Début septembre, Darmanin évoquait un «niveau maximal» de sécurité et une mobilisation «sans précédent» de l’appareil sécuritaire. «En deux mois, il y a eu 4 880 opérations antidélinquance, soit plus de 80 par jour, qui ont donné lieu à 781 interpellations», a-t-il détaillé dimanche. Plus de 100 000 enquêtes administratives ont été menées, écartant des stades plus de 800 personnes «qui connaissaient soit des antécédents judiciaires soit des risques de radicalisation». Jovial, le ministre de l’Intérieur a continué à filer la métaphore rugbystique en guise de projection : «Nous avons marqué un essai. Il faut maintenant transformer l’essai, c’est les JO.» Le défi sera tout autre.
Gestion des flux
C’est peu dire qu’un an après le fiasco de la finale de la Ligue des champions entre le Real Madrid et Liverpool au Stade de France, les autorités étaient attendues sur ce versant. Pari plutôt réussi, exceptés deux, trois couacs lors du premier week-end de compétition notamment. Des soucis techniques au niveau des portiques de contrôle des billets ont occasionné des difficultés dans l’acheminement des flux de supporteurs qui arrivaient au Vélodrome pour assister au match Angleterre-Argentine. A dix minutes du début du match, des centaines de personnes n’avaient pas encore franchi les tourniquets, qui précédaient les contrôles de palpations par les agents de sécurité.
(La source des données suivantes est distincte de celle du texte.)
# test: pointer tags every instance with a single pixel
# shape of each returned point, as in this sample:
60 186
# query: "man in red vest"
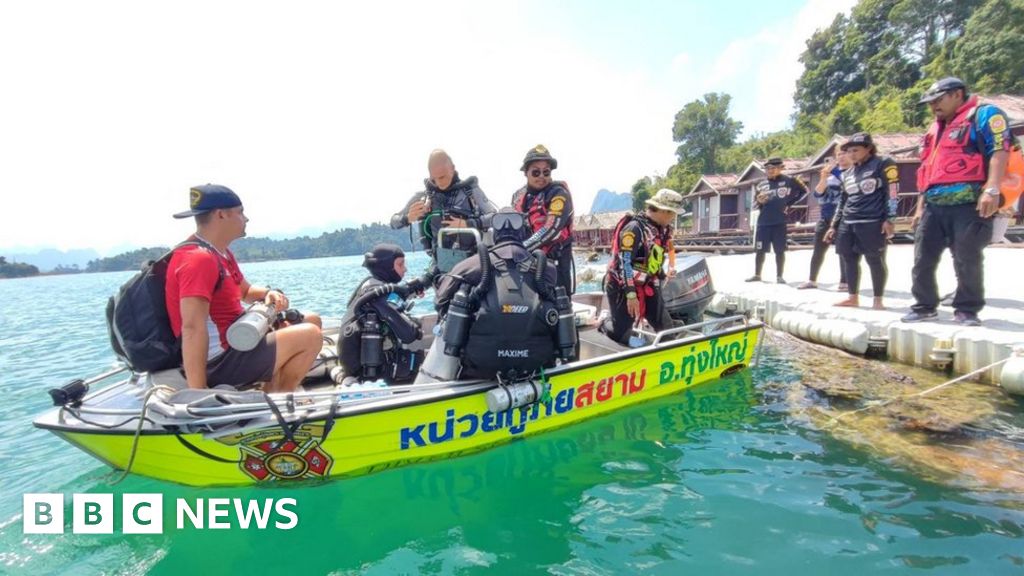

Passé le coup d’envoi, ils étaient encore plusieurs dizaines à devoir patienter. «Dans un tournoi de cette envergure, on rencontre forcément à un moment ou un autre des difficultés, ce serait complètement irresponsable de dire qu’on savait tous que ça se passerait parfaitement bien», admet auprès de Libé Michel Poussau, directeur exécutif du tournoi pour World Rugby. «A chaque fois, ça a été réglé tout de suite», se défend-il, pointant l’effort «de planification en amont».
Transports
Dans certaines villes hôtes comme à Lille, aucune grosse faille logistique à signaler de la part des élus locaux ou du public dans l’acheminement des spectateurs, malgré les fortes hausses de voyageurs recensés par le réseau de transports en commun Ilévia (jusqu’à 20 000 supporteurs les soirs de matchs). D’autres ont dû composer avec quelques accrocs. A Bordeaux, des aficionados roumains et irlandais ont connu de gros problèmes pour rentrer en temps et en heure au Matmut Atlantique le 9 septembre, la voilure des transports en commun n’ayant pas été suffisamment adaptée à un tel afflux de personnes. A Nantes, même constat : le service de tramways a vite été débordé par les vagues de supporteurs en période de pointe. L’adjoint aux sports de la ville et vice-président de Nantes Métropole, Ali Rebouh, a déploré «une utilisation du tram-train surévaluée» par les organisateurs. L’antenne locale d’Actu.fr précise en outre que la gratuité des transports le week-end «n’a pas été comprise par les supporteurs étrangers qui achetaient tout de même des tickets».
Retombées
C’était l’un des objectifs affichés par World Rugby et le comité d’organisation français : mettre sur pied l’édition la plus rentable de l’histoire. Selon les chiffres prévisionnels communiqués par les organisateurs à Libé, le pari est en passe d’être gagné. L’instance internationale va générer entre 400 et 450 millions d’euros de recettes, tandis que le comité d’organisation français chiffre les bénéfices autour de 40 millions d’euros. Des rentrées d’argent conformes aux ultimes prévisions. Le gros des revenus a été généré par les «hospitalités» (les places haut de gamme) et les tickets qui ont tous trouvé preneurs, excepté les centaines de sièges vides lors des demi-finales. Certaines critiques se sont élevées à propos des prix jugés trop hauts de certains menus et boissons dans les stands gérés par France 2023. Michel Poussau se dit «surpris du commentaire parce qu’au contraire, on a beaucoup de retours extrêmement positifs de nos fans». Ce qui n’a pas empêché les spectateurs d’écumer les stocks de bière, qui a plus que jamais coulé à flots. A titre d’exemple, 137 000 pintes ont été consommées lors d’Irlande-Ecosse selon Midi olympique. Un record au Stade de France.